さらに司令部に対しては「善戦敢闘六十日におよび人間に許されたる最大の忍耐を経てしかも刀折れ矢尽きたり。いずれの日にか再び来たって英霊に託びん。これを見て泣かざるものは人にあらず」(原文のふり仮名はカタカナ)と返電し、6月1日、兵力を補給集積地とされたウクルルまで退却、そこにも弾薬・食糧が全く無かったため[39]、独断で更にフミネまで後退した。これは陸軍刑法第42条に反し、師団長と言う陸軍の要職にある者が、司令部の命に抗命した日本陸軍初の抗命事件である。これが牟田口の逆鱗に触れて師団長を更迭されたが、もとより佐藤は死刑を覚悟しており、軍法会議で第15軍司令部の作戦指導を糾弾するつもりであったと言う。また、第33師団長柳田元三陸軍中将が、同様の進言をするものの牟田口は拒絶。これもまた牟田口の逆鱗に触れ、第15師団長山内正文陸軍中将と共に、相次いで更迭される事態となった。天皇によって任命される親補職である師団長(中将)が、現場の一司令官(中将)によって罷免されることは、本来ならば有り得ない事であり、天皇の任免権を侵すものであったが、後日、この人事が問題となることは無かった。三師団長の更迭の結果、第15軍は最早組織としての体を成さない状況に陥った[40]

 この愚かな戦闘に至るくつかの戦争が不景気のため東北地方で身売りが多いという一点であった事を考えれば、身売りぐらいならそれでいいのではと思ってしまう。

抗命事件の辺りは決定的に大元帥天皇の指揮権に由来する失態であり、西洋なら革命が起こっておかしくない。*1

 

宮崎繁三郎 - Wikipedia

この方は多少美化されているとしても、かっこいい。退役後、商店経営って所も大好きな感じだ。

 

火野葦平 - Wikipedia

火野正平ではない所が味噌だが、火野正平の方がオマージュであろう。

 

二百三高地と並ぶ、大日本帝国陸軍最大の失策と考える。いや、ヒトラーの東部戦線の次くらいだろうと考える。

質的にはノモンハン事件*2と同様である。指揮系統の無責任さが際立つ。ただしインパールの方が圧倒的に規模が大きい。

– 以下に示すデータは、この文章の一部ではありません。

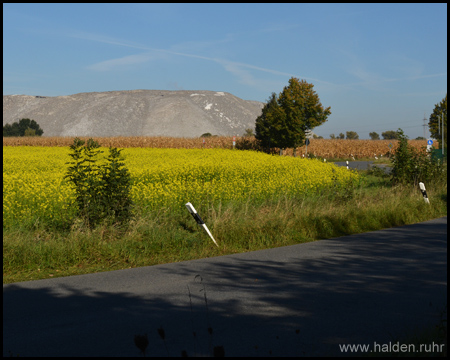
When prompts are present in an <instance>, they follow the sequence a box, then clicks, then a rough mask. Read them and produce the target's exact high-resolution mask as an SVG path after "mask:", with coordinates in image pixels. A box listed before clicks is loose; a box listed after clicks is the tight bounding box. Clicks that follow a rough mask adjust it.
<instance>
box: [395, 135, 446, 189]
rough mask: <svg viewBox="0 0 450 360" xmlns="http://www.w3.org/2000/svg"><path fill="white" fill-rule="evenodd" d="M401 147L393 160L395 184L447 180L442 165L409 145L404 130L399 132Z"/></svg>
mask: <svg viewBox="0 0 450 360" xmlns="http://www.w3.org/2000/svg"><path fill="white" fill-rule="evenodd" d="M397 138H398V140H399V145H398V147H397V149H396V151H395V153H394V156H393V158H392V171H391V180H392V182H393V183H394V184H396V183H403V184H412V185H414V186H417V185H418V184H419V182H427V181H430V180H437V179H441V178H446V172H445V171H444V168H443V165H442V163H439V162H437V161H433V160H432V159H430V158H429V156H428V155H427V154H426V152H425V151H422V152H421V151H418V150H416V149H415V148H413V147H412V146H411V145H409V144H408V137H407V136H406V135H405V134H404V133H403V130H402V129H398V130H397ZM424 147H425V146H424Z"/></svg>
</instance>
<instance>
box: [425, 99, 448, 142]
mask: <svg viewBox="0 0 450 360" xmlns="http://www.w3.org/2000/svg"><path fill="white" fill-rule="evenodd" d="M442 118H443V119H444V143H446V142H447V94H445V98H443V99H442V101H441V102H440V103H439V104H436V105H435V106H434V110H433V113H432V114H431V115H430V120H429V122H428V128H429V129H430V133H431V137H432V138H433V139H436V140H438V141H439V147H441V142H442ZM439 125H440V126H439ZM444 147H445V145H444Z"/></svg>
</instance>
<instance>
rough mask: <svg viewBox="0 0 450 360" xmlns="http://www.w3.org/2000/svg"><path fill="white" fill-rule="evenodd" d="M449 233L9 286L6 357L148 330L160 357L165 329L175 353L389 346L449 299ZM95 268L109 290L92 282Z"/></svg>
mask: <svg viewBox="0 0 450 360" xmlns="http://www.w3.org/2000/svg"><path fill="white" fill-rule="evenodd" d="M430 230H432V231H430ZM446 238H447V223H446V218H445V222H440V223H437V224H436V223H428V222H427V223H421V224H415V225H410V226H406V227H398V228H392V229H387V230H383V231H380V232H372V233H366V234H360V235H352V236H346V237H342V238H337V239H330V240H321V241H317V242H314V243H308V244H303V245H294V246H289V247H284V248H278V249H272V250H263V251H258V252H252V253H245V254H238V255H231V256H223V257H218V258H211V259H203V260H195V261H189V262H182V263H177V264H167V265H160V266H154V267H146V268H140V269H130V270H122V271H118V272H110V273H106V274H104V276H100V275H102V274H94V275H87V276H84V277H83V276H79V277H69V278H59V279H52V280H44V281H43V282H39V281H35V282H31V283H29V282H27V283H16V284H10V285H4V287H3V355H4V356H8V355H9V354H10V353H12V354H13V355H20V356H140V352H139V350H138V349H137V348H136V347H135V345H134V342H133V339H134V335H135V334H144V333H148V338H149V346H148V349H147V355H148V356H167V355H168V353H167V351H166V348H165V346H164V343H163V340H162V339H161V338H160V337H159V336H158V333H157V329H158V328H160V327H161V326H162V327H163V328H164V330H165V334H166V339H165V340H166V344H167V348H168V351H169V355H170V356H180V355H181V351H182V350H186V351H187V353H188V355H189V356H194V355H199V356H204V355H210V354H211V353H212V352H211V351H212V347H213V346H214V345H223V346H224V349H225V355H226V356H314V355H319V356H320V355H332V356H349V354H348V353H340V351H339V347H338V344H340V343H352V344H358V343H360V344H364V343H366V344H371V345H372V344H373V343H374V342H375V341H376V342H377V343H387V342H389V341H393V340H394V338H395V337H396V336H403V335H405V334H407V332H408V331H411V330H413V329H416V328H420V327H422V326H424V325H430V324H436V323H437V321H438V320H439V318H438V315H439V310H441V309H442V308H443V306H444V304H446V303H447V296H446V294H447V239H446ZM197 275H199V276H197ZM99 276H100V278H101V279H102V281H104V283H105V284H107V283H111V284H112V287H113V288H114V290H113V291H110V290H107V289H108V287H107V286H106V285H105V286H103V285H102V282H100V283H98V282H95V281H94V279H97V278H98V277H99ZM72 281H73V282H72ZM40 284H42V285H40ZM94 284H97V285H94ZM117 289H120V290H117ZM205 291H206V301H207V302H205ZM189 294H190V296H189ZM209 326H211V328H212V329H213V332H212V336H211V335H210V334H209V332H208V327H209ZM193 331H195V333H196V337H195V338H194V336H193Z"/></svg>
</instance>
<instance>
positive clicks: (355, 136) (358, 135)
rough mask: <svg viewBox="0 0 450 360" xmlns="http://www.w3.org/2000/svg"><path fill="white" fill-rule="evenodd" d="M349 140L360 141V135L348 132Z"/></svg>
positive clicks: (354, 133) (354, 132)
mask: <svg viewBox="0 0 450 360" xmlns="http://www.w3.org/2000/svg"><path fill="white" fill-rule="evenodd" d="M346 135H347V140H358V139H359V135H358V134H357V133H356V132H355V131H347V132H346Z"/></svg>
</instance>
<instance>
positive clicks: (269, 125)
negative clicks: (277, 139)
mask: <svg viewBox="0 0 450 360" xmlns="http://www.w3.org/2000/svg"><path fill="white" fill-rule="evenodd" d="M282 116H283V114H282V111H281V109H280V106H279V105H278V97H277V94H276V93H274V92H273V93H272V94H271V95H270V97H269V99H268V100H267V102H266V104H265V105H264V107H263V109H262V113H261V115H260V116H258V117H257V118H256V122H255V138H256V139H257V140H258V143H259V145H260V146H261V147H262V148H264V149H267V150H270V149H271V148H274V147H277V146H278V143H277V138H276V135H277V134H276V132H275V131H274V129H275V128H276V126H277V124H276V121H277V117H282Z"/></svg>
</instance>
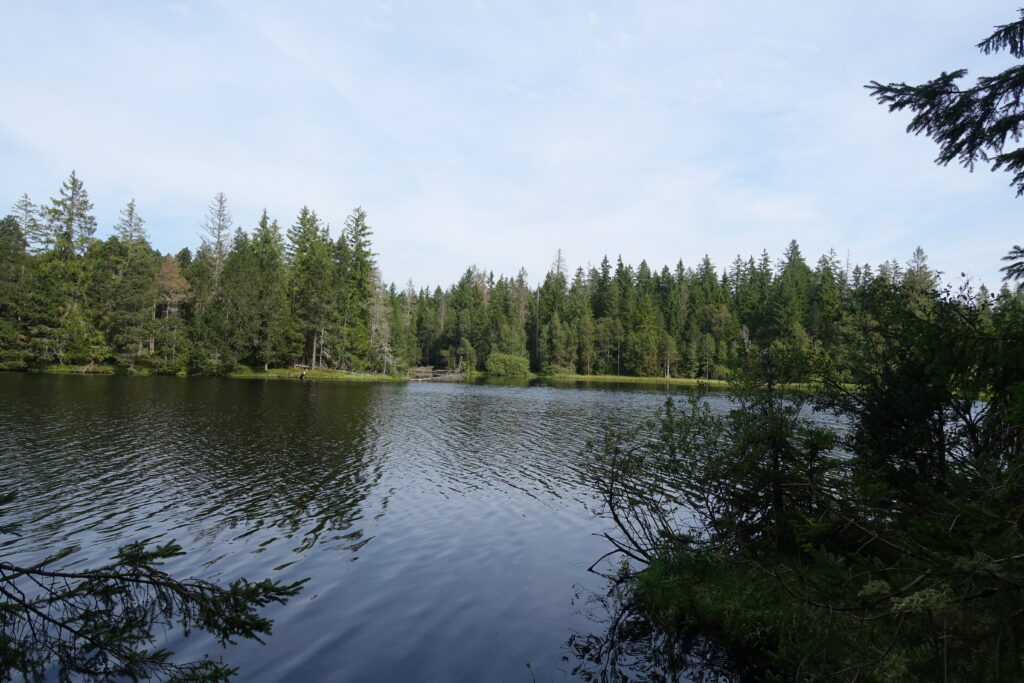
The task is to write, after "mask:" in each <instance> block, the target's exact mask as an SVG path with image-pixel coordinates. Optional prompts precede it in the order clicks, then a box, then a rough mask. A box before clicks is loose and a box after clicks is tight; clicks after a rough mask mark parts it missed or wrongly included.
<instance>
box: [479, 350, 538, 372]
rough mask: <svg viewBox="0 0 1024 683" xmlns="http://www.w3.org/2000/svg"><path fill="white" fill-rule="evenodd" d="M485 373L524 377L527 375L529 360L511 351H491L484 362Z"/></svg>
mask: <svg viewBox="0 0 1024 683" xmlns="http://www.w3.org/2000/svg"><path fill="white" fill-rule="evenodd" d="M484 366H485V368H486V370H487V375H490V376H493V377H526V376H528V375H529V361H528V360H527V359H526V358H525V357H523V356H521V355H513V354H511V353H492V354H490V355H488V356H487V361H486V364H484Z"/></svg>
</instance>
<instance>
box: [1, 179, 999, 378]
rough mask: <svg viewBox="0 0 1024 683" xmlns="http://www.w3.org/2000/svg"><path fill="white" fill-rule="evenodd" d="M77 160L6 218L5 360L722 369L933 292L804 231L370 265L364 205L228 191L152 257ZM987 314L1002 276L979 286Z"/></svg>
mask: <svg viewBox="0 0 1024 683" xmlns="http://www.w3.org/2000/svg"><path fill="white" fill-rule="evenodd" d="M91 211H92V204H91V203H90V201H89V198H88V194H87V190H86V188H85V186H84V184H83V182H82V180H81V179H80V178H79V177H78V176H77V175H76V174H75V173H74V172H73V173H72V174H71V176H70V177H69V178H68V180H67V181H66V182H63V184H62V185H61V186H60V188H59V191H58V194H57V197H55V198H53V199H51V200H50V201H49V202H48V203H46V204H41V205H37V204H35V203H33V201H32V200H31V199H30V198H29V197H28V196H23V197H22V198H20V200H18V201H17V203H16V204H15V205H14V206H13V207H12V209H11V213H10V215H8V216H7V217H6V218H4V219H3V221H2V223H0V368H4V369H24V368H33V367H45V366H50V365H70V366H86V365H90V364H92V365H95V366H108V367H114V368H116V369H121V370H124V371H129V372H156V373H195V374H219V373H224V372H229V371H231V370H234V369H239V368H243V367H247V368H253V369H266V368H281V367H292V366H296V365H299V366H304V367H307V368H312V369H333V370H343V371H349V372H368V373H384V374H393V375H398V374H403V373H404V372H406V371H407V370H408V369H409V368H412V367H415V366H433V367H435V368H438V369H445V370H450V371H457V370H458V371H467V370H489V371H490V372H492V374H518V373H523V372H527V371H532V372H537V373H545V374H580V375H600V374H608V375H632V376H646V377H656V376H671V377H691V378H708V379H726V378H728V376H729V372H730V371H729V368H730V367H732V366H733V365H734V361H735V360H736V358H737V354H738V353H739V352H740V350H741V349H743V348H748V347H750V346H752V345H754V346H756V347H761V348H768V347H771V346H773V345H774V346H778V345H784V346H791V347H794V348H796V349H800V350H802V351H815V352H818V353H823V354H825V355H826V356H831V357H837V356H841V355H842V354H843V352H844V350H843V345H842V341H841V340H842V338H843V333H844V329H845V328H847V327H849V326H850V325H851V324H852V322H853V321H855V319H856V318H857V316H858V315H859V313H860V312H861V311H859V310H858V303H857V302H858V301H859V300H860V297H858V293H862V292H864V291H866V290H867V289H869V288H877V287H879V286H892V287H897V286H901V287H904V288H906V289H908V290H911V291H914V292H918V293H919V295H920V297H924V298H928V297H932V296H934V294H933V292H934V290H935V288H936V286H937V285H938V275H939V273H936V272H934V271H933V270H932V269H931V268H930V267H929V265H928V261H927V258H926V256H925V253H924V251H922V250H921V249H918V250H916V251H915V252H914V253H913V254H912V255H911V256H910V258H909V260H906V261H905V262H900V261H899V260H895V259H894V260H892V261H889V262H886V263H882V264H881V265H879V266H877V267H871V266H870V265H867V264H858V265H852V266H851V264H850V263H848V262H845V261H843V260H841V258H840V257H839V256H838V255H837V254H836V253H835V252H829V253H828V254H825V255H823V256H821V257H820V258H818V259H817V261H815V262H814V263H813V265H811V264H810V263H809V262H808V260H807V258H806V257H805V256H804V254H802V253H801V250H800V247H799V246H798V245H797V243H796V242H791V243H790V245H788V246H787V247H786V249H785V250H784V252H783V253H782V255H781V258H779V259H777V260H776V259H773V258H772V257H771V256H770V255H769V254H768V252H767V251H763V252H762V253H761V254H760V256H758V257H746V258H743V257H740V256H737V257H736V259H735V260H734V261H733V262H732V263H731V264H730V265H729V266H728V267H727V268H721V267H718V266H716V265H715V264H714V263H712V261H711V260H710V259H709V258H708V257H707V256H706V257H705V258H702V259H701V260H699V261H697V262H696V263H694V264H692V265H686V264H684V262H683V261H682V260H680V261H678V262H677V263H676V264H675V265H674V266H672V267H670V266H664V267H662V268H660V269H659V270H658V269H655V268H652V267H651V266H650V265H648V263H647V262H646V261H642V262H641V263H640V264H639V265H636V266H633V265H629V264H626V263H623V261H622V259H617V260H615V261H614V262H612V261H611V260H609V259H608V258H607V257H606V258H604V259H602V261H601V262H600V263H599V264H597V265H596V266H589V267H587V268H583V267H579V268H577V269H575V270H574V271H570V270H569V269H568V268H567V267H566V262H565V257H564V256H563V255H562V253H561V251H559V252H558V253H557V254H556V255H555V257H554V260H553V263H552V265H551V268H550V270H549V271H548V272H547V273H546V274H545V275H544V279H543V282H542V283H541V284H540V286H537V287H535V286H531V285H530V284H529V281H528V278H527V273H526V272H525V270H522V269H520V271H519V272H518V273H516V274H515V275H513V276H507V275H499V276H496V275H495V274H494V273H493V272H488V271H485V270H482V269H479V268H477V267H476V266H470V267H469V268H468V269H467V270H466V271H465V272H464V273H463V274H462V276H461V278H459V279H458V281H457V282H456V283H455V284H454V285H452V286H451V287H449V288H447V289H441V288H440V287H436V288H434V289H432V290H431V289H427V288H423V289H416V288H415V287H414V285H413V283H412V282H410V283H409V284H408V285H407V286H404V287H402V288H398V287H396V286H395V285H393V284H392V285H387V284H385V283H384V282H382V281H381V276H380V272H379V270H378V268H377V267H376V262H375V253H374V251H373V246H372V244H371V236H372V230H371V228H370V226H369V224H368V222H367V214H366V212H365V211H362V210H361V209H359V208H356V209H355V210H354V211H353V212H352V213H351V214H350V215H349V216H348V217H347V218H346V219H345V221H344V224H343V226H342V228H341V230H340V233H339V234H337V236H332V234H331V232H330V231H329V229H328V227H327V225H326V223H325V222H324V220H323V219H322V218H321V217H319V216H317V214H316V213H315V212H314V211H312V210H310V209H309V208H306V207H303V208H302V210H301V211H300V212H299V214H298V216H297V217H296V218H295V219H294V221H293V222H292V224H291V225H290V226H288V227H287V228H283V227H282V226H281V225H280V223H279V222H278V221H276V220H274V219H271V218H270V217H268V216H267V215H266V213H265V212H264V213H263V215H262V216H261V217H260V219H259V221H258V222H257V223H256V225H255V226H254V227H253V229H252V230H251V231H247V230H246V229H244V228H243V227H240V226H237V225H236V224H234V222H233V221H232V218H231V216H230V212H229V209H228V205H227V200H226V198H225V197H224V196H223V195H217V196H216V197H215V198H214V199H213V201H212V202H211V203H210V207H209V212H208V214H207V216H206V217H205V220H203V222H202V229H203V240H202V244H201V246H200V247H199V249H198V250H197V251H196V252H195V253H194V252H193V251H190V250H189V249H187V248H186V249H182V250H181V251H179V252H177V253H176V254H161V253H160V252H159V251H157V250H155V249H154V248H153V247H152V246H151V244H150V242H148V239H147V236H146V231H145V227H144V221H143V219H142V217H141V216H140V215H139V211H138V209H137V207H136V206H135V203H134V201H131V202H129V203H128V204H127V206H126V207H125V208H124V209H123V210H122V211H121V217H120V219H119V220H118V222H117V224H116V225H114V226H113V230H112V233H111V236H110V237H109V238H108V239H105V240H101V239H97V238H96V227H97V225H96V220H95V218H94V217H93V215H92V213H91ZM972 296H973V297H974V299H973V300H974V301H975V302H976V304H977V305H978V306H981V307H983V308H985V309H986V310H990V311H991V312H992V313H995V312H997V311H998V310H999V309H1000V308H1002V307H1005V306H1007V305H1008V304H1011V303H1014V305H1016V302H1017V300H1018V296H1017V295H1016V294H1015V293H1013V292H1011V291H1010V290H1009V289H1006V288H1004V289H1002V290H1001V291H1000V292H999V293H998V294H996V295H992V294H990V293H988V292H987V291H986V290H985V288H984V287H981V288H979V290H978V292H977V293H975V294H974V295H972Z"/></svg>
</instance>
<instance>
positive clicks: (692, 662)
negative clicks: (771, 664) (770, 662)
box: [564, 579, 753, 683]
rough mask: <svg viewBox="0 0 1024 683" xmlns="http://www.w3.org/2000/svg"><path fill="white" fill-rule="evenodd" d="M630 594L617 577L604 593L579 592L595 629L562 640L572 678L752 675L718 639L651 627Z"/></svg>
mask: <svg viewBox="0 0 1024 683" xmlns="http://www.w3.org/2000/svg"><path fill="white" fill-rule="evenodd" d="M631 595H632V587H631V585H630V582H628V581H625V582H624V581H622V580H617V579H609V583H608V586H607V589H606V591H605V592H604V593H603V594H599V593H592V592H587V593H582V594H578V596H577V599H578V601H582V602H584V603H585V604H586V606H585V607H584V611H585V613H586V615H587V617H588V618H589V620H590V621H592V622H593V623H595V624H597V625H600V628H596V629H594V632H593V633H574V634H572V636H571V637H570V638H569V639H568V641H567V642H566V644H565V647H566V649H567V650H568V654H566V655H565V657H564V660H565V661H566V663H567V664H569V665H571V666H572V670H571V674H572V676H573V677H575V678H579V679H580V680H584V681H593V682H595V683H626V682H637V683H639V682H641V681H642V682H645V683H670V682H672V683H675V682H677V681H678V682H682V681H694V682H699V683H712V682H715V683H722V682H725V681H743V680H748V679H749V678H750V677H751V674H752V673H753V672H751V671H748V670H746V669H745V668H744V666H743V664H742V663H741V661H740V660H738V659H737V658H736V657H735V656H734V655H733V654H732V653H731V652H730V651H728V650H727V649H726V648H725V647H724V646H723V645H722V644H721V643H719V642H717V641H715V640H713V639H710V638H708V637H706V636H702V635H700V634H698V633H697V632H696V631H695V630H693V629H683V630H680V631H677V632H673V633H668V632H666V631H664V630H662V629H659V628H658V627H656V626H655V625H654V624H652V623H651V622H650V620H648V618H647V616H646V615H645V614H643V613H642V612H641V611H640V610H639V609H638V607H637V605H636V604H635V603H634V602H633V600H632V599H631Z"/></svg>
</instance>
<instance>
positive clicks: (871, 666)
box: [591, 283, 1024, 681]
mask: <svg viewBox="0 0 1024 683" xmlns="http://www.w3.org/2000/svg"><path fill="white" fill-rule="evenodd" d="M864 299H865V300H864V301H862V302H859V303H858V304H857V305H861V306H862V314H861V315H860V316H858V317H853V318H851V319H853V321H854V325H852V326H851V327H850V328H849V329H848V330H846V331H844V346H845V348H847V350H848V361H847V362H846V364H843V365H842V366H840V365H833V364H828V365H821V366H820V367H819V368H818V369H817V371H816V372H813V373H809V374H811V375H815V376H819V377H821V378H822V381H821V386H820V387H819V391H817V392H815V393H813V394H800V393H790V394H786V393H785V387H786V386H787V383H788V382H791V381H792V379H793V377H796V376H800V375H806V374H808V373H807V372H806V370H805V368H804V362H806V356H805V357H804V358H802V357H801V355H802V354H801V353H799V352H795V351H793V350H792V349H790V350H787V349H782V348H773V349H769V350H768V351H759V350H757V349H755V348H752V349H751V350H750V351H749V352H748V354H746V360H745V362H744V366H743V367H742V368H740V369H739V370H738V371H737V376H736V378H735V381H734V382H733V391H734V394H733V398H734V399H735V403H734V408H733V410H731V411H730V412H729V413H728V414H726V415H719V414H716V413H713V412H712V411H711V410H710V407H709V405H708V404H707V403H706V402H703V401H701V400H700V399H699V397H694V398H693V399H692V400H691V401H690V402H689V403H688V404H685V405H683V407H681V408H680V407H677V405H674V404H672V403H669V404H668V405H667V408H666V411H665V413H664V415H663V417H662V420H660V421H658V422H657V423H655V424H653V425H651V427H650V428H648V429H646V430H641V431H638V432H637V433H634V434H627V435H611V436H609V437H608V439H607V440H606V441H605V442H604V443H603V446H602V447H600V449H597V450H596V451H597V456H596V458H595V461H594V467H593V468H592V469H591V476H592V480H593V483H594V484H595V486H596V487H597V488H598V490H599V492H600V494H601V496H602V498H603V500H604V512H605V513H606V514H607V516H608V518H609V519H611V520H612V521H613V522H614V523H615V526H616V528H617V533H608V538H609V540H610V541H611V542H612V544H614V546H615V548H616V550H617V551H618V552H622V553H624V554H625V555H627V556H629V557H632V558H634V559H635V560H637V561H638V562H640V563H641V564H643V565H646V567H647V568H645V569H644V570H643V571H641V572H640V574H639V577H638V579H637V582H636V584H635V586H636V597H637V598H639V601H640V602H641V603H642V604H643V605H644V606H645V607H646V609H647V610H648V611H649V612H650V613H651V614H652V615H653V616H654V617H655V618H656V620H657V621H658V622H659V623H662V624H663V625H665V626H668V627H673V628H675V627H679V626H687V625H697V626H698V627H700V628H701V629H705V630H707V631H708V632H710V633H713V634H715V635H718V636H721V637H722V638H723V639H725V640H727V641H728V642H730V643H732V644H733V645H734V646H737V647H739V648H741V649H743V650H748V651H753V652H756V653H758V654H759V655H760V656H761V657H762V658H763V659H764V660H765V661H764V665H765V666H769V667H770V668H771V669H772V670H773V671H774V673H775V674H777V675H779V676H781V677H783V678H790V677H792V678H794V679H795V680H810V679H819V678H836V679H839V680H854V679H857V678H861V679H868V680H967V679H969V678H970V679H976V680H979V681H983V680H1024V657H1022V656H1021V654H1020V653H1021V651H1022V649H1024V567H1022V564H1021V562H1020V559H1021V558H1022V557H1024V532H1022V530H1021V525H1020V519H1021V518H1022V517H1024V503H1022V501H1024V391H1021V387H1024V353H1022V351H1021V349H1024V304H1022V300H1021V298H1020V297H1019V296H1014V297H1007V298H1005V299H1004V300H1001V302H1000V303H999V305H997V306H994V307H988V306H979V305H977V304H976V298H975V297H974V296H973V294H971V293H970V292H969V291H967V290H964V291H962V292H961V293H959V294H958V295H949V294H947V295H946V296H944V297H941V298H936V299H934V300H931V301H930V302H929V304H928V305H927V307H926V306H921V305H920V298H918V297H916V293H915V292H913V291H909V290H906V289H902V288H893V287H892V286H891V285H890V284H887V283H877V284H876V285H874V286H872V287H871V288H868V290H867V291H865V293H864ZM810 352H811V353H813V350H811V351H810ZM802 403H803V404H808V403H813V404H814V407H815V408H816V409H817V410H821V411H827V412H831V413H834V414H835V415H837V416H839V417H840V419H841V421H842V423H844V425H843V427H838V426H826V425H821V424H820V423H816V422H813V421H810V420H808V419H807V414H806V413H805V412H803V411H801V410H800V409H801V404H802ZM836 446H839V449H841V451H840V450H838V449H837V447H836Z"/></svg>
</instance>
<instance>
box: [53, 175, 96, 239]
mask: <svg viewBox="0 0 1024 683" xmlns="http://www.w3.org/2000/svg"><path fill="white" fill-rule="evenodd" d="M91 211H92V203H91V202H89V194H88V193H87V191H86V190H85V185H84V184H82V181H81V180H79V178H78V175H76V173H75V171H72V172H71V175H70V176H69V177H68V180H66V181H65V182H63V183H62V184H61V185H60V195H59V197H55V198H52V199H50V206H49V207H48V208H47V209H46V210H45V215H46V221H47V229H48V231H49V234H50V239H52V240H53V241H54V242H55V243H56V244H57V248H58V249H65V250H69V251H71V252H73V253H75V254H77V255H79V256H81V255H83V254H85V250H86V249H88V247H89V245H90V244H91V243H92V236H93V234H95V232H96V219H95V218H94V217H93V216H92V214H91V213H90V212H91Z"/></svg>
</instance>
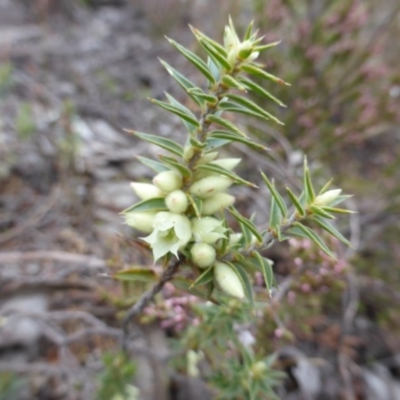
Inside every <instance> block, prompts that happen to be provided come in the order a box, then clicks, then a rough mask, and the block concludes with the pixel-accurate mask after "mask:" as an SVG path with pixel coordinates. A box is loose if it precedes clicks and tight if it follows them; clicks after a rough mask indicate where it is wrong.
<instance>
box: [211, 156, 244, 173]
mask: <svg viewBox="0 0 400 400" xmlns="http://www.w3.org/2000/svg"><path fill="white" fill-rule="evenodd" d="M240 161H242V159H241V158H221V159H220V160H215V161H211V162H210V164H215V165H218V166H220V167H222V168H225V169H227V170H228V171H232V170H233V169H234V168H235V167H236V166H237V165H238V164H239V163H240Z"/></svg>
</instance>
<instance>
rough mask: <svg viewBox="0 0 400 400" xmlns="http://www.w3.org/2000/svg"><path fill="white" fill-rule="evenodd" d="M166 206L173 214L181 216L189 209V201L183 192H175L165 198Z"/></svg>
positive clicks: (165, 203)
mask: <svg viewBox="0 0 400 400" xmlns="http://www.w3.org/2000/svg"><path fill="white" fill-rule="evenodd" d="M165 205H166V206H167V207H168V209H169V210H170V211H171V212H174V213H177V214H181V213H183V212H185V211H186V209H187V208H188V205H189V200H188V198H187V196H186V194H185V193H184V192H183V191H182V190H174V191H173V192H171V193H170V194H169V195H168V196H167V197H166V198H165Z"/></svg>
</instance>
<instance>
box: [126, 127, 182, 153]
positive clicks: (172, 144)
mask: <svg viewBox="0 0 400 400" xmlns="http://www.w3.org/2000/svg"><path fill="white" fill-rule="evenodd" d="M124 130H125V132H128V133H132V134H133V135H135V136H137V137H138V138H139V139H142V140H144V141H145V142H148V143H153V144H155V145H157V146H158V147H161V148H163V149H165V150H167V151H169V152H170V153H173V154H175V155H177V156H179V157H183V147H182V146H180V145H179V144H178V143H175V142H174V141H173V140H170V139H166V138H163V137H161V136H157V135H151V134H150V133H143V132H137V131H130V130H129V129H124Z"/></svg>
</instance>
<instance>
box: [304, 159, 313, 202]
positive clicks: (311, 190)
mask: <svg viewBox="0 0 400 400" xmlns="http://www.w3.org/2000/svg"><path fill="white" fill-rule="evenodd" d="M303 185H304V194H305V199H306V204H312V203H313V202H314V200H315V192H314V187H313V184H312V182H311V174H310V170H309V169H308V164H307V157H304V171H303Z"/></svg>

そういう意味では二百三高地は無責任な大本営の作戦ではあったが、軍の目的意識はそれ相応にあったとも言える。本来は海軍の失策から始まったのに、陸軍の沽券に関わる問題になったのは、乃木希典大将と大本営との人間関係のようなものだったようだ。二百三高地を攻略する戦略的意義は非常に低かった。

インパールは戦略的意義はない。目的意識において既に希薄である。

現在のビルマ*3全土を制圧しても

援蒋ルート

とやらを止めることなど出来ない。やるなら、インド=大英帝国全土を制圧する必要がある。そして、日本陸軍にはビルマ全土を制圧する兵員は残されていないので、当初の意義さえ元々ない。

目的を無理に探せば

海軍は海でドンパチやって英雄気取りだ。俺らは中国で停滞してる。俺らも一発くらいはやりたい。

という一点しかない。

もう少し言えば、

ガダルカナルでは海軍の尻拭いをして、カッコ悪い「転進」をさせられた。今度は自分らだけでやりたい。

ということになる。

インパール作戦 - Wikipedia

 

 

*1:実際天皇は敗北よりもクーデターを強く恐れていたことがよく言われている、日本の特異な点は革命の可能性がなかった所だ。